Member of Parliament for Jinja District
- In office 2001–2021
- Succeeded by: Loy Katali

Resident District Commissioner of Buvuma District
- In office 2021–Present

Personal details
- Born: 17 July 1973 (age 52) Jinja District, Uganda
- Citizenship: Uganda
- Party: National Resistance Movement (NRM)

= Agnes Nabirye =

Ugandan politician

Agnes Nabirye (born on 17 July 1973) is a Ugandan politician who served as a member of parliament for Jinja District in Uganda.

== Background and education ==
Nabirye was born in Jinja District in the Eastern Region of Uganda. She worked as a tutor in various teacher training colleges and was elected as a councillor in Jinja District in 2001.

== Career ==
Nabirye served as a Jinja District Council Speaker and was elected as a member of Parliament representing women in the 9th parliament during the 2011 elections. She competed against six other candidates.

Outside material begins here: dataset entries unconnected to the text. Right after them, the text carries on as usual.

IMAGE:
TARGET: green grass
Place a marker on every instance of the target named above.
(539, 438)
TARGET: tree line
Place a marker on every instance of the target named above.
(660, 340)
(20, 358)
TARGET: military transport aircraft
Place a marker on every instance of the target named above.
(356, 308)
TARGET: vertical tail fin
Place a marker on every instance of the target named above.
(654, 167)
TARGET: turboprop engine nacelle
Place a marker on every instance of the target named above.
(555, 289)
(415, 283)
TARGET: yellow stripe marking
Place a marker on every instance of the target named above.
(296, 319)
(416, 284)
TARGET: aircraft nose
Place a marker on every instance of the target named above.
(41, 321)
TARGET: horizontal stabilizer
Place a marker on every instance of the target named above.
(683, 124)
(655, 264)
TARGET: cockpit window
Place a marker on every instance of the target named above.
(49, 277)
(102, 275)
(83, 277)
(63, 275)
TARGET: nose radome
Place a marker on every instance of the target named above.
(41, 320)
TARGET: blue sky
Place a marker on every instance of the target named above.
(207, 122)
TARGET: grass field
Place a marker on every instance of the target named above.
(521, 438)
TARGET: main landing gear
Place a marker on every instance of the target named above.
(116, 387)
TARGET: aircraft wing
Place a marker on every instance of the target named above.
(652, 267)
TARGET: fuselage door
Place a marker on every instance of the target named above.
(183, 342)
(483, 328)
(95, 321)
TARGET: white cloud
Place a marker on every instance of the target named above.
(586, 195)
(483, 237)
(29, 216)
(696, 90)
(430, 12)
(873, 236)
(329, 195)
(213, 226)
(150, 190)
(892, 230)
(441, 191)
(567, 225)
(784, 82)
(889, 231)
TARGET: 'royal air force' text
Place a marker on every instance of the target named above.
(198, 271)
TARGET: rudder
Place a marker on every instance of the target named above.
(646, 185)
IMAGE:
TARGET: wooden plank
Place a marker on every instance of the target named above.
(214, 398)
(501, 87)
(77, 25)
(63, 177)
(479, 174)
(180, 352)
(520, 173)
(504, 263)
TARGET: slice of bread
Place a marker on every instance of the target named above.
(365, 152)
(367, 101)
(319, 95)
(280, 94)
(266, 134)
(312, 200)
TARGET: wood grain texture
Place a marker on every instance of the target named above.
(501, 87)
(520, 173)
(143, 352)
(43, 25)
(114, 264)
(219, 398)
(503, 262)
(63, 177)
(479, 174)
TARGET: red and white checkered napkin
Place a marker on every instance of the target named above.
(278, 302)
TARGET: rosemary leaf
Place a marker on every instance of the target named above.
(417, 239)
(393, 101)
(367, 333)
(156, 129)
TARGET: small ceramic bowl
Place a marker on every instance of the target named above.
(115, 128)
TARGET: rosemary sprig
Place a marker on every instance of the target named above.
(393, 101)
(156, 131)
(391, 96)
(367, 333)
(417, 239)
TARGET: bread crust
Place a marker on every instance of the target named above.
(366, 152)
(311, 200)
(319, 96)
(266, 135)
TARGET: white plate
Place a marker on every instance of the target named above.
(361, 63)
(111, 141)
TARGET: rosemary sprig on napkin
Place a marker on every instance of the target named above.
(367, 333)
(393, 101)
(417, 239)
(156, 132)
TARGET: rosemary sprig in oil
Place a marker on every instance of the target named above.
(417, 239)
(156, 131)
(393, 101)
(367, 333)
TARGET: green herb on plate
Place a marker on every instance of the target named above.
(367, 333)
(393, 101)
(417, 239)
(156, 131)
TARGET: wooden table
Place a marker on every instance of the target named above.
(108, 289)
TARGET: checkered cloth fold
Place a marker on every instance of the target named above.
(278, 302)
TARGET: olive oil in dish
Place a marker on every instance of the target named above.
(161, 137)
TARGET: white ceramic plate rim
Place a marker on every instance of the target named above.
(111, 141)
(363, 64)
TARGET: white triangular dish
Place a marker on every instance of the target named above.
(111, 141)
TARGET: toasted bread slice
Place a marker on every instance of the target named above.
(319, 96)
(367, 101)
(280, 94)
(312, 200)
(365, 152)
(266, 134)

In 2021, Nabirye contested in the same constituency for the position of woman member of parliament of Jinja but was defeated by Loy Katali, the NRM flag bearer.

Nabirye was later appointed by the president of Uganda, Yoweri Kaguta Museveni, as the Resident District Commissioner (RDC) of Buvuma district.

== Personal details ==
Nabirye is a member of the NRM, the ruling party in Uganda. She competed against Moureen Kyalya Walube, who later filed a lawsuit accusing her of election rigging.